Another problem I have seen is people beliving to much in herbal medicine. While there are many good things it can do, even do better in some cases, it does have limits. Some things are better treated with more agresive treatments (things doctors can do). Herbs can also be just as dangerouse as drugs. (remember, most drugs are either purified from plants, or derived from chemicals found in plants) When used improperly they can kill. One should take extream caution when using herbal remedies. Just because herbs aren't regulated by the FDA doesn't mean they aren't dangerouse.

Treating the symptoms and not the root is not always a bad thing either. There are many things that will heal themselves if given the chance, but you will still feel crappy while your body is healing, so making the patient feel better is not always a bad thing, or the worst thing to do. And, sometimes it is too dangerouse to treat the root directly (if it requires surgury for instance) and it may be preferable to make the patient feel better while their body it given a chance to heal itself. This is common practice, with cold and flu. The symptoms are easily treated, but only the body can truly do the work. The best thing to do is often to give the body the things it needs to heal itself (like nutrients).

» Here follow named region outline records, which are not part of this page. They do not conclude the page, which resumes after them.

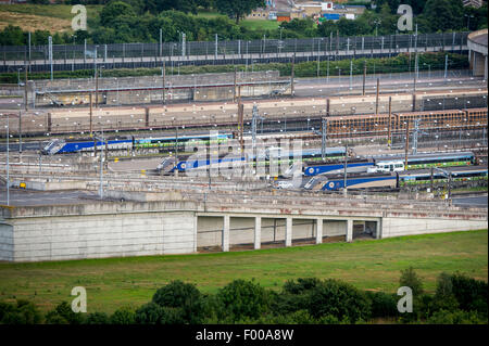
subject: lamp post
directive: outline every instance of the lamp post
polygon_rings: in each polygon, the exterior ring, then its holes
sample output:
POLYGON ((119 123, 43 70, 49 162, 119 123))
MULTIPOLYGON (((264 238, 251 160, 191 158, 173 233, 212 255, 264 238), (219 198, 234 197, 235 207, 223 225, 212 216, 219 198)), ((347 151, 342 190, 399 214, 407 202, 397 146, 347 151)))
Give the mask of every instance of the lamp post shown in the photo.
POLYGON ((380 20, 375 20, 374 24, 375 24, 375 36, 378 36, 378 25, 383 23, 383 21, 380 20))
POLYGON ((427 63, 423 63, 423 65, 428 65, 428 79, 430 79, 431 78, 431 65, 430 64, 427 64, 427 63))
POLYGON ((72 72, 75 71, 75 39, 76 35, 72 35, 73 37, 73 60, 72 60, 72 72))
POLYGON ((467 30, 471 30, 471 18, 473 18, 474 15, 464 14, 464 17, 467 17, 467 30))
MULTIPOLYGON (((2 114, 0 114, 2 115, 2 114)), ((7 205, 10 205, 9 115, 7 115, 7 205)))

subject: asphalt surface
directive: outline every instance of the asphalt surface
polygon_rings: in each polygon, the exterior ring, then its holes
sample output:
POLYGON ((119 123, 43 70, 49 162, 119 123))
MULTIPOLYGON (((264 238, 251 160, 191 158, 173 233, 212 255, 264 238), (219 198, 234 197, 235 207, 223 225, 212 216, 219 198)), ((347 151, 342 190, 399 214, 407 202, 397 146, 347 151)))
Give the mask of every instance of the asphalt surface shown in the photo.
POLYGON ((487 194, 482 196, 455 197, 452 200, 452 203, 459 206, 487 207, 487 194))
MULTIPOLYGON (((11 206, 41 206, 93 203, 97 193, 86 191, 26 191, 10 189, 11 206)), ((5 187, 0 189, 0 205, 7 205, 5 187)))

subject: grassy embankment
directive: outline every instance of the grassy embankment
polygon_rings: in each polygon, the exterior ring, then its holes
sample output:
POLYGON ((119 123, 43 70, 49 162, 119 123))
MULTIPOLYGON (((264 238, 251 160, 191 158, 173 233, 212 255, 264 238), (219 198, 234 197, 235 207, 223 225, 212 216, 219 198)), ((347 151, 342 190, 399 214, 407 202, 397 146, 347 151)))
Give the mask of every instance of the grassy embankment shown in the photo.
POLYGON ((434 292, 442 271, 488 280, 488 232, 414 235, 379 241, 201 255, 0 264, 0 300, 26 298, 40 309, 71 302, 71 290, 85 286, 90 311, 112 312, 150 300, 171 280, 214 293, 234 279, 279 289, 300 277, 336 278, 362 290, 396 292, 400 270, 413 266, 434 292))

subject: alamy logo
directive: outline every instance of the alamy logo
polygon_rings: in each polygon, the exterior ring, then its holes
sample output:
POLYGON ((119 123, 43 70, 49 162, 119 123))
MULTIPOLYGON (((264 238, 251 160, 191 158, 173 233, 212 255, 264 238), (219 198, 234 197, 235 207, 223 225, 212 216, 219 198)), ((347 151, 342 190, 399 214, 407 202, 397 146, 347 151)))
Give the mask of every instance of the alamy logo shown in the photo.
POLYGON ((72 8, 72 13, 76 15, 72 20, 72 29, 86 30, 87 29, 87 9, 83 4, 75 4, 72 8))
POLYGON ((72 302, 73 312, 87 312, 87 290, 82 286, 73 287, 72 295, 77 296, 72 302))
POLYGON ((398 14, 401 14, 398 20, 398 30, 411 31, 413 29, 413 9, 409 4, 400 4, 398 14))
POLYGON ((413 312, 413 290, 408 286, 399 287, 398 295, 403 295, 398 302, 398 311, 401 313, 413 312))

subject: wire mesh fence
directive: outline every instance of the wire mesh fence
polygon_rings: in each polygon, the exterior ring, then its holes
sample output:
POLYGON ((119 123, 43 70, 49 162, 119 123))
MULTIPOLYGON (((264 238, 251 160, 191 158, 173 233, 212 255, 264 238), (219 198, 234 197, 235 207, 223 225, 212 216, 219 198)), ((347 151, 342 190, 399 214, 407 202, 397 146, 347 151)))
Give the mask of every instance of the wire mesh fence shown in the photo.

Every form of therapy has its place in medicine. One should not close the mind to other methods of treating illnesses.

And personlaly I feel much better when the doctor leaves the room "wait right here, son" so they can go lookup your condition real quick. Doing a little memory refreshing and research before doing a diagnosis is a very good thing.

What I realy long for is the day when all forms of effective treatments are accepted by all medical practitioners (be they MD, DO, herbal, massage therapists, nutritional, etc) and integrated into one comprehensive whole. That day will be a great day for medicine.

we eat and we drink and we smoke and we try!